Diego Rivera (1886-1957) defends the Open-Air Schools, which were an early training ground for many successful Mexican artists who, over time, went on to disown the education they received there, as in the case of Siqueiros. Orozco, in his autobiography, said that the Schools were a failure. Rivera claims that this was not true, even though a genius like Orozco said it was. Quoting Orozco, Rivera says, “He didn’t like so much open air . . . the Barbizons in the open air painted very pretty landscapes, using violet for the shadows and Nile green for the sky, but I liked the blacks and reds.” At this late stage, when Orozco’s autobiography was being serialized in the national press, Rivera defends the schools.
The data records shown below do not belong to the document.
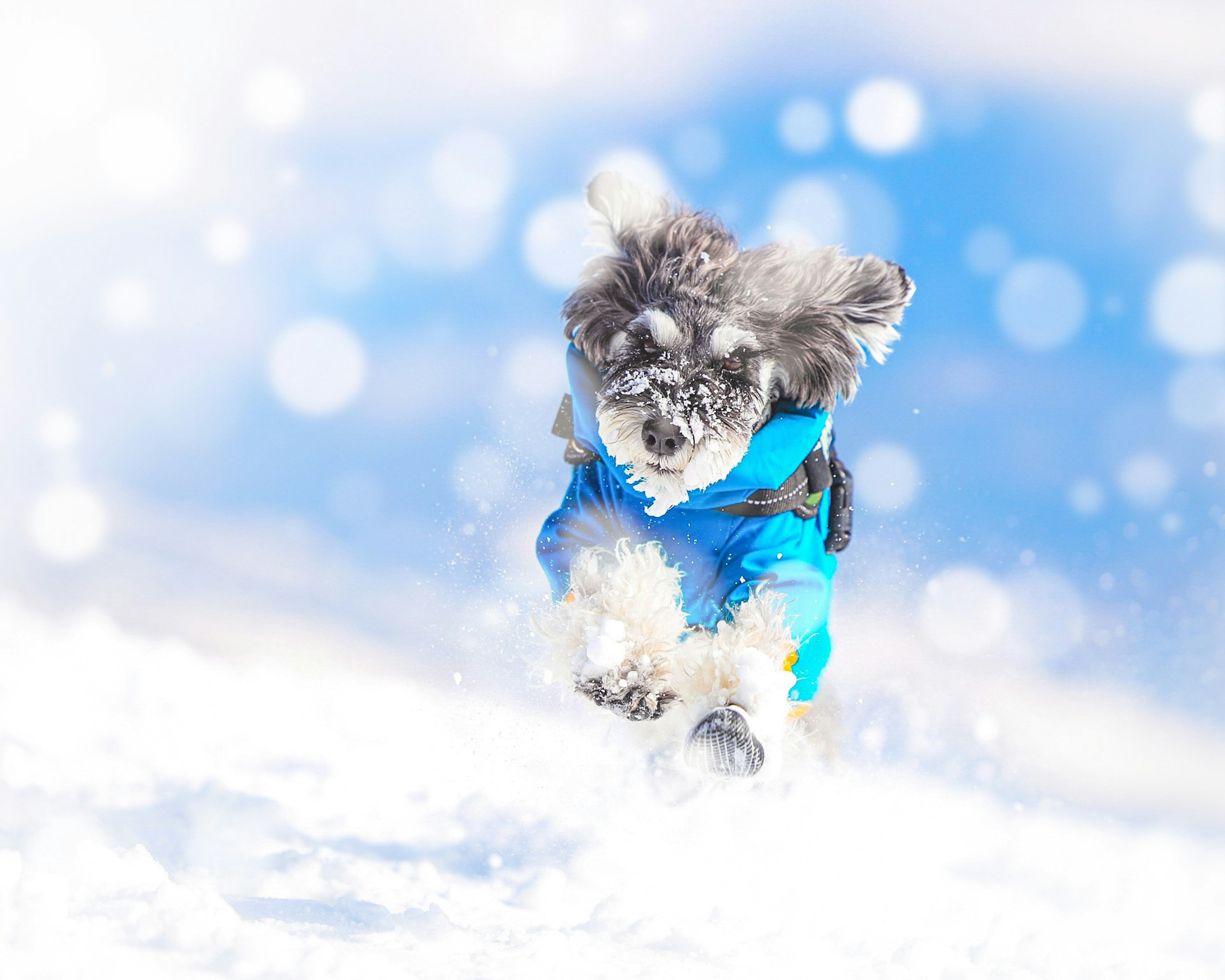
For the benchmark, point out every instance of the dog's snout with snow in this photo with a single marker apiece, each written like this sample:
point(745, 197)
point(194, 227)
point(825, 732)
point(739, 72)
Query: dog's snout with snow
point(662, 438)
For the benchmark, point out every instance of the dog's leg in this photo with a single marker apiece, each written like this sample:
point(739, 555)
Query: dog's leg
point(735, 683)
point(617, 633)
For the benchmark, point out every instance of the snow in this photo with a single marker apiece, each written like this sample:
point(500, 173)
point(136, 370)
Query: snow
point(169, 813)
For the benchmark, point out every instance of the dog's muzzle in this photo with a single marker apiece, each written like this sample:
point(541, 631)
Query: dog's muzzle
point(662, 438)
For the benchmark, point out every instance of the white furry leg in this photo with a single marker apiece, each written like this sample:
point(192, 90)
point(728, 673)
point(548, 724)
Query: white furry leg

He also argues that the schools trained many important artists, such as Mardonio Magaña, Fermín Revueltas (1901-35), David Alfaro Siqueiros (1896-1974), Fernando Leal (1896-1964), Isabel Villaseñor, Francisco Díaz de León, and Gabriel Fernández Ledesma (1900-83), who worked at wood carving and engraving and who helped to revolutionize the art of typography.   Reproduced in Raquel Tibol, Diego Rivera, Arte y Política (Mexico City: Grijalbo, 1979); Xavier Moyssén, Diego Rivera Textos de Arte (Mexico City: Universidad Nacional Autónoma de México, 1986).

Esther Acevedo
CURARE, Espacio crítico para las artes, Mexico City, Mexico
D.R. © 2011 Banco de México, “Fiduciario” en el Fideicomiso relativo a los Museos Diego Rivera y Frida Kahlo. Av. Cinco de Mayo No. 2, Col. Centro, Del. Cuauhtémoc 06059, México, D.F.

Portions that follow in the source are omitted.